Some parts of the course are quite interesting, in concrete, the introduction to the Knime tool (so useful and open source tool which I will try to take a deep look on it as the course only provide a slightly overview). Otherwise, i think that the content is not enough, i don´t feel that I have fully understand the core of Machine Learning and its difference with other BD applications.

By Sarwar A

Oct 13, 2020

I would like to give a three-star rating because of the following reasons:

1.Very Few Exercises

2.No challenging exercise

3.Only discussed Decision tree classifier

4.There are other important machine learning algorithms.

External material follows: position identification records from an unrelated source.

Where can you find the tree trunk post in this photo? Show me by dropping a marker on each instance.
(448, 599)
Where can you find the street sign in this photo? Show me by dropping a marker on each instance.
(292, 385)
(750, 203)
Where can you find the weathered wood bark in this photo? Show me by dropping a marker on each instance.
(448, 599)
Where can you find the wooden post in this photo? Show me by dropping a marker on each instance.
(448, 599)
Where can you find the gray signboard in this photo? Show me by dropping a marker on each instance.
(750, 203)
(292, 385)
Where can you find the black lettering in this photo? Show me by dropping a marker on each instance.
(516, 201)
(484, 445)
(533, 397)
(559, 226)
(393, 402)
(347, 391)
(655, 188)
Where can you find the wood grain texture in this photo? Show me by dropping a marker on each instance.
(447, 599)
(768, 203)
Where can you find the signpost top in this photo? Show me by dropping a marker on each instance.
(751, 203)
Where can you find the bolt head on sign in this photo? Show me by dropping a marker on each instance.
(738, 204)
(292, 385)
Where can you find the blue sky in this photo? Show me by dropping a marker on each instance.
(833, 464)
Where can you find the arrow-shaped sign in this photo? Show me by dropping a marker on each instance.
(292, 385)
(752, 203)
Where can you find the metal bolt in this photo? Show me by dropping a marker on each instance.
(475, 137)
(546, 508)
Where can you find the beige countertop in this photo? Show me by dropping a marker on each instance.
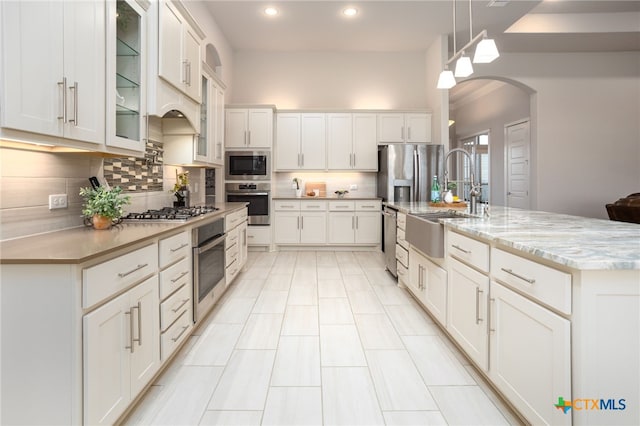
(78, 245)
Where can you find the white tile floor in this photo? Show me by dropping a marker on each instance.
(319, 338)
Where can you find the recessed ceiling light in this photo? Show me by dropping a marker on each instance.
(350, 11)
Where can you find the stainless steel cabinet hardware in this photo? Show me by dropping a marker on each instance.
(523, 278)
(460, 248)
(180, 276)
(137, 268)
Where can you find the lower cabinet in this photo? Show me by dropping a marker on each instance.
(530, 356)
(121, 351)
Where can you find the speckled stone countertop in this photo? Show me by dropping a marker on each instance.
(78, 245)
(574, 241)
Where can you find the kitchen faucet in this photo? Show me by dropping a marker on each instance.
(475, 189)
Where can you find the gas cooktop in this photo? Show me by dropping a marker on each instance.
(170, 214)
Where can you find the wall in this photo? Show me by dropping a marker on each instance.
(331, 80)
(492, 111)
(585, 126)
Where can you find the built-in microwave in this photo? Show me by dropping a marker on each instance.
(248, 165)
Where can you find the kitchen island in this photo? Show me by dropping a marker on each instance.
(546, 306)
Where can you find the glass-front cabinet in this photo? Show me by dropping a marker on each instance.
(126, 72)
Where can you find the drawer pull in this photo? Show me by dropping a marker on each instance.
(461, 249)
(137, 268)
(180, 276)
(179, 248)
(175, 339)
(184, 302)
(510, 272)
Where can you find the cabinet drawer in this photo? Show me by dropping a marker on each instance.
(371, 205)
(319, 206)
(174, 306)
(174, 248)
(105, 279)
(402, 255)
(171, 339)
(287, 205)
(473, 252)
(401, 221)
(175, 277)
(545, 284)
(344, 206)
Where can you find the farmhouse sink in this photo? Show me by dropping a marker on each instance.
(425, 232)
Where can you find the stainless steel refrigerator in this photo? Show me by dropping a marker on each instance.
(405, 172)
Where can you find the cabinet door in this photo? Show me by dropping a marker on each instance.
(313, 228)
(341, 228)
(32, 82)
(313, 143)
(418, 128)
(368, 227)
(144, 301)
(530, 351)
(106, 357)
(339, 142)
(236, 128)
(287, 227)
(391, 128)
(468, 311)
(288, 141)
(365, 145)
(260, 128)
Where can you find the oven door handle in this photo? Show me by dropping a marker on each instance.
(213, 243)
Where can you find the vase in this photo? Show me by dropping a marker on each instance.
(101, 222)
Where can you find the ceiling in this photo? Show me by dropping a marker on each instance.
(516, 25)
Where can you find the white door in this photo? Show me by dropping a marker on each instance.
(517, 142)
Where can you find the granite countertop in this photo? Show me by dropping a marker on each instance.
(78, 245)
(573, 241)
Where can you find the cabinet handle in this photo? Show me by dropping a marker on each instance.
(523, 278)
(75, 103)
(478, 292)
(184, 302)
(180, 248)
(63, 83)
(461, 249)
(175, 339)
(180, 276)
(137, 268)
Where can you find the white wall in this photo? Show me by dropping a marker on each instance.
(491, 112)
(585, 126)
(331, 80)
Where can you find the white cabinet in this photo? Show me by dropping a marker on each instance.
(408, 128)
(179, 51)
(249, 128)
(351, 142)
(126, 75)
(467, 312)
(530, 356)
(121, 351)
(300, 141)
(300, 222)
(53, 56)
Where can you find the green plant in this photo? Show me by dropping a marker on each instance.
(104, 202)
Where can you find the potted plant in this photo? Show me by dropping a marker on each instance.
(102, 206)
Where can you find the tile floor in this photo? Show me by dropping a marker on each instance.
(319, 338)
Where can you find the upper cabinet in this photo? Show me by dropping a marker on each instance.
(249, 128)
(126, 75)
(53, 56)
(404, 128)
(179, 52)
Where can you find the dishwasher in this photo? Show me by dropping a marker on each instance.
(390, 216)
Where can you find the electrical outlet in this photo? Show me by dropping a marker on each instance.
(57, 201)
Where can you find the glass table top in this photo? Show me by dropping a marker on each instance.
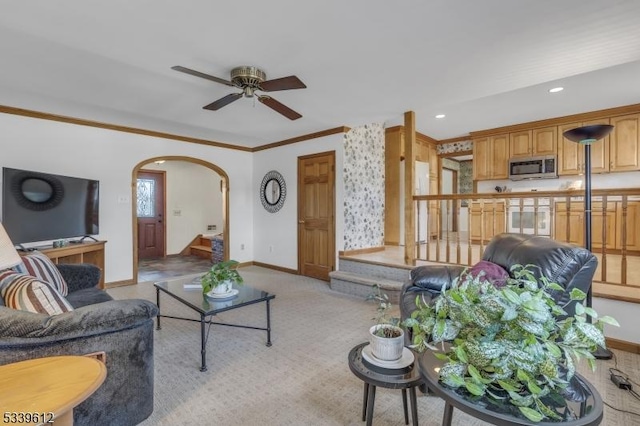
(189, 291)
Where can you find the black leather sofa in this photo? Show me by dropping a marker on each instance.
(566, 264)
(122, 329)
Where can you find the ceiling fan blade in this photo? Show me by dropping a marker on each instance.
(223, 101)
(202, 75)
(284, 83)
(278, 107)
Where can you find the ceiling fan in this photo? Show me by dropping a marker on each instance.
(251, 79)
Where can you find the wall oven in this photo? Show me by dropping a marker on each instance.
(526, 218)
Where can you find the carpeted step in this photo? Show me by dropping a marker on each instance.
(375, 269)
(201, 251)
(361, 285)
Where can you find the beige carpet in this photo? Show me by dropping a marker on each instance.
(303, 379)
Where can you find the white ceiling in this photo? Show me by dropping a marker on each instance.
(482, 63)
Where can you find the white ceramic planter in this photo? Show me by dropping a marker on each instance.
(224, 287)
(386, 348)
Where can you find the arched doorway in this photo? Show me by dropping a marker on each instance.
(224, 182)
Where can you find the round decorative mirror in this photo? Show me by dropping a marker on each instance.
(37, 191)
(273, 191)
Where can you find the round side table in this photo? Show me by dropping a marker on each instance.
(587, 412)
(373, 376)
(45, 390)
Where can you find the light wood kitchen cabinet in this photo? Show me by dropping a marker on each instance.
(629, 227)
(571, 154)
(534, 142)
(569, 224)
(490, 157)
(625, 143)
(487, 219)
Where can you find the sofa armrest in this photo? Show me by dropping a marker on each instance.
(434, 277)
(80, 275)
(425, 282)
(20, 328)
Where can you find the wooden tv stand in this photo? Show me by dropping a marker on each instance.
(92, 252)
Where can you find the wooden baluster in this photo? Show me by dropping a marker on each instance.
(429, 230)
(552, 223)
(438, 227)
(458, 208)
(603, 262)
(568, 226)
(449, 204)
(469, 245)
(535, 215)
(623, 263)
(481, 226)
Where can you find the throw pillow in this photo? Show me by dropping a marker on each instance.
(489, 271)
(27, 293)
(40, 266)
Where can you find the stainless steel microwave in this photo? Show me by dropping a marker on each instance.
(542, 167)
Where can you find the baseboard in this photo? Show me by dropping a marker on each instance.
(276, 268)
(622, 345)
(360, 251)
(119, 283)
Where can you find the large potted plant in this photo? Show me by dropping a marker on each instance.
(386, 336)
(221, 277)
(511, 342)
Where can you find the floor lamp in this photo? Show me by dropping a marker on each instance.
(586, 136)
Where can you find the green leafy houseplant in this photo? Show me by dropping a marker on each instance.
(508, 343)
(219, 274)
(386, 338)
(383, 314)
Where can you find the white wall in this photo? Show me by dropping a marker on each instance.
(110, 157)
(625, 313)
(280, 229)
(194, 200)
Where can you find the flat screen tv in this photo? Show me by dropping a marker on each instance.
(42, 206)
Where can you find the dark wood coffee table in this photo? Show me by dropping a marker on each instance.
(585, 413)
(186, 292)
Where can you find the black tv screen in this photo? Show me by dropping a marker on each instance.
(41, 206)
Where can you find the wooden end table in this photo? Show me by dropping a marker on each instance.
(373, 376)
(45, 390)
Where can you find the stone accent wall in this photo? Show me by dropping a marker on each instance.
(364, 187)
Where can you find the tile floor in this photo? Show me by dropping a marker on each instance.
(171, 266)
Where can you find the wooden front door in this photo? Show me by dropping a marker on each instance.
(316, 215)
(150, 212)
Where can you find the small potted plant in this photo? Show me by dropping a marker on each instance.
(221, 277)
(509, 343)
(386, 336)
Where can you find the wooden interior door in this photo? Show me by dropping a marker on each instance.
(150, 202)
(316, 215)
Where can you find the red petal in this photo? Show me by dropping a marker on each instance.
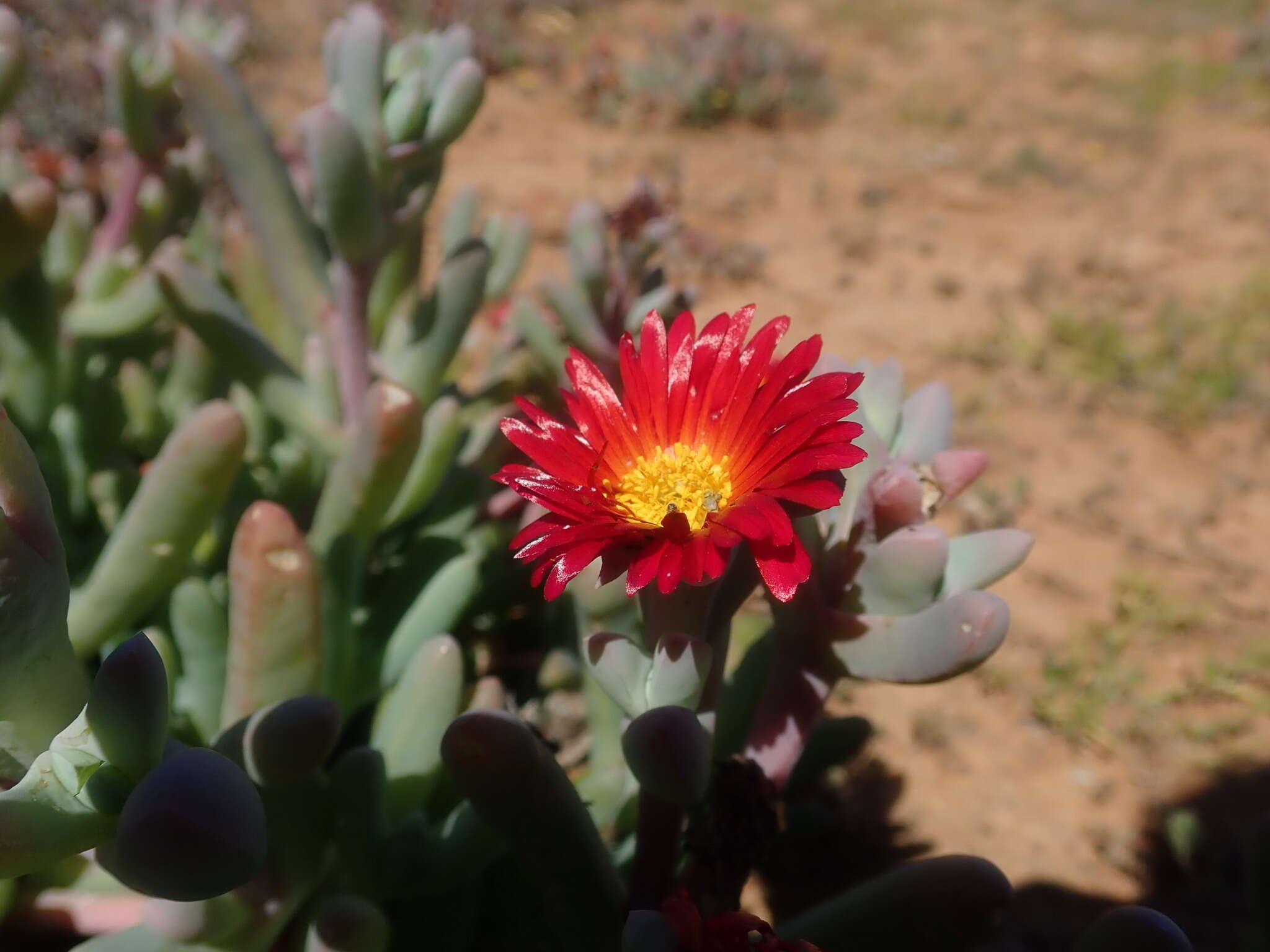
(779, 521)
(643, 566)
(637, 398)
(746, 521)
(539, 527)
(568, 566)
(807, 398)
(680, 347)
(789, 372)
(653, 363)
(668, 571)
(607, 412)
(550, 452)
(784, 568)
(717, 379)
(840, 456)
(756, 363)
(579, 503)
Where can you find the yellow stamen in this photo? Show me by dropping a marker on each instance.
(676, 480)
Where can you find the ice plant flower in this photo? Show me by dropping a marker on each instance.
(713, 443)
(730, 932)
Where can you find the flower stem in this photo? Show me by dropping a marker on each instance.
(659, 827)
(802, 678)
(657, 851)
(349, 335)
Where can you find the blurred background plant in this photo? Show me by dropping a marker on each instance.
(713, 68)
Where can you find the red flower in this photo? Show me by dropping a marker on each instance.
(709, 446)
(730, 932)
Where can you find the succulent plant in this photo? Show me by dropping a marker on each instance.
(262, 646)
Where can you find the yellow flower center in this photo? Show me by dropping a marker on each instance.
(676, 480)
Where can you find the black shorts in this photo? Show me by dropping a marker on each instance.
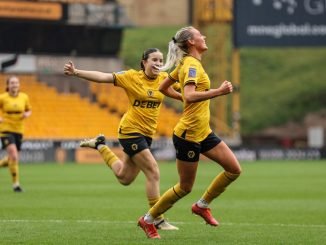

5.Overall I don't like the design of this course. It could have been degined to prepare learners for the industrial job

By Sebastián C L

Jul 12, 2020

Un curso introductorio a las técnicas de machine learning. Los ejercicios en Knime permiten entender el paso a paso de un proyecto de ML, mientras que los ejercicios en Python son prácticamente replicar el código ofrecido y no agrega valor a menos que conozcas muy bien este lenguaje de programación

By Beate S

Nov 16, 2017

I liked the theory parts, but had a to of problems with the hands on exercises: I spent a tremendous amount of time on installing/trying to install the necessary software. And not everything worked properly on my Mac Laptop.

By Javier P C

Feb 19, 2020

I like this course, but is very old and doesn't have methods for programming like python or other. Please check the content and upgrade the software, for me, it doesn't work Cloudera VM and is very sad. More Quality.

By Joren Z

Aug 28, 2017

A bird's-eye-overview introduction of the field. It teaches you some terms and it gives you ideas about which fields might be interesting for you if you want to really learn how to do machine learning with big data.

By Victor J O

May 10, 2020

The course start excellent talking about categorical predictions but I would like see a similar explanation for regression or numeric predictions. However, the course offer an excellent quality.

By Santiago C F

Oct 05, 2020

The course tries to cover too many areas of Machine Learning, which ends up reducing the amount of time per topic, as well as the information you'll get to see.

By Anil B

Jan 21, 2019

It would have been better if more case studies to work were given. I am surprised that there is no working case study given for regression analysis.